Adult diabetic patients admitted for lower extremity infections from July 2008 to December 2009 in the medical wards and intensive care unit of medical teaching hospitals were included in the study. The extent of the lower extremity infection on admission was assessed based on Wagner's classification from grades I to V. Specimens were collected from the lesions upon admission prior to the initiation of antibiotic therapy or within the first 48 h of admission.
During the 18-month prospective study, 32 strains of Enterococcus spp. (26 Enterococcus faecalis and 06 E. faecium) were recovered. Antibiotic sensitivity testing was done by Kirby-Bauer's disk diffusion method. Isolates were screened for high-level aminoglycoside resistance (HLAR). A total of 65.6% of Enterococcus species showed HLAR. Multidrug resistance and concomitant resistance of HLAR strains to other antibiotics were quite high. None of the Enterococcus species was resistant to vancomycin.
Multidrug-resistant Enterococci are a real problem and continuous surveillance is necessary. Today, resistance has rendered most of the original antibiotics obsolete for many infections, mandating the development of alternative anti-infection modalities. One of such alternatives stemming up from an old idea is the bacteriophage therapy. In the present study, we could able to demonstrate the viable phages against MDR E. faecalis.
虽然糖尿病患者的足部感染最初是经验性治疗,但针对已知病原体的治疗可能会改善治疗效果。许多研究报道了糖尿病足感染(DFIs)的细菌学情况,但结果各不相同,且常常相互矛盾。这项研究工作的目的是引起人们对糖尿病足中耐抗生素肠球菌问题中一个可怕转折的关注,该问题尚未得到医学界的充分重视,而且新抗生素的研发渠道也在枯竭。

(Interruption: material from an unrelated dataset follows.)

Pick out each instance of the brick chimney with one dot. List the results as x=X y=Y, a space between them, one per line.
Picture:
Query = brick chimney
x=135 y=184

纳入2008年7月至2009年12月在医学教学医院的内科病房和重症监护病房因下肢感染入院的成年糖尿病患者。入院时根据瓦格纳分级(从I级到V级)评估下肢感染的程度。在开始抗生素治疗前或入院后的头48小时内,从病变部位采集标本。
在为期18个月的前瞻性研究中,共分离出32株肠球菌(26株粪肠球菌和6株屎肠球菌)。采用 Kirby-Bauer 纸片扩散法进行药敏试验。对分离株进行高水平氨基糖苷类耐药(HLAR)筛查。共有65.6%的肠球菌表现出HLAR。HLAR菌株对其他抗生素的多重耐药和伴随耐药相当高。所有肠球菌均对万古霉素敏感。
多重耐药肠球菌是一个实际问题,需要持续监测。如今,耐药性已使大多数原有的抗生素对许多感染失效,这就需要开发替代的抗感染方式。从一个旧想法衍生出的此类替代方法之一是噬菌体疗法。在本研究中,我们能够证明针对多重耐药粪肠球菌的活噬菌体。